- Directed by: Martin Duffy
- Written by: Martin Duffy
- Produced by: Marina Hughes
- Starring: Rita Tushingham Tom Courtenay Hugh O'Conor James Hickey
- Cinematography: Seamus Deasy
- Edited by: John Victor-Smith
- Music by: Stephen McKeon
- Production company: Blue Dahlia Productions
- Distributed by: Clarence
- Release dates: 14 March 1996 (Premiere); 6 December 1996 (Ireland);
- Running time: 87 minutes
- Countries: Ireland France United Kingdom
- Language: English

= The Boy from Mercury =

The Boy from Mercury is a 1996 Irish-French-British film, the debut of writer and director Martin Duffy. The film concerns the science-fiction daydreams of a young boy in 1960 Dublin.
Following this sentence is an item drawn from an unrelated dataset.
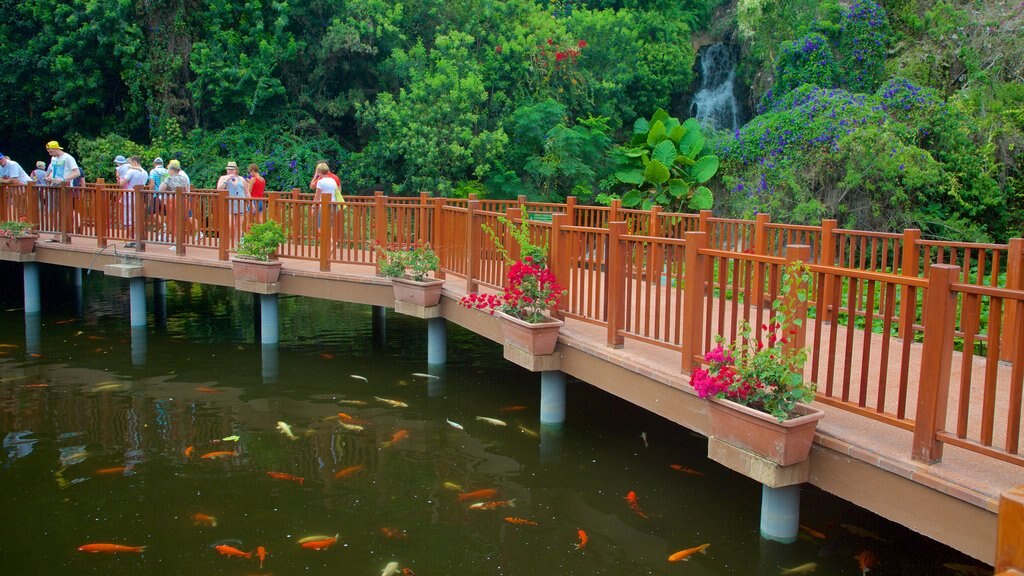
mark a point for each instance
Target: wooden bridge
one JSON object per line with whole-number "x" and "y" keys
{"x": 916, "y": 345}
Upon release, the film received international critical acclaim, and several awards, though was commercially unsuccessful. It was the first time actors Rita Tushingham and Tom Courtenay had appeared on screen together since Doctor Zhivago thirty years earlier. The film was also the debut of the Irish actor James Hickey.

The book of the making of the film, The Road to Mercury, written by the director and released in 2006 by Ogma Press.

==Cast==
- Rita Tushingham
- Tom Courtenay
- Hugh O'Conor
- James Hickey

==Release==
The film opened on 5 screens in Ireland on 6 December 1996 and grossed IR£3,806 in its first week.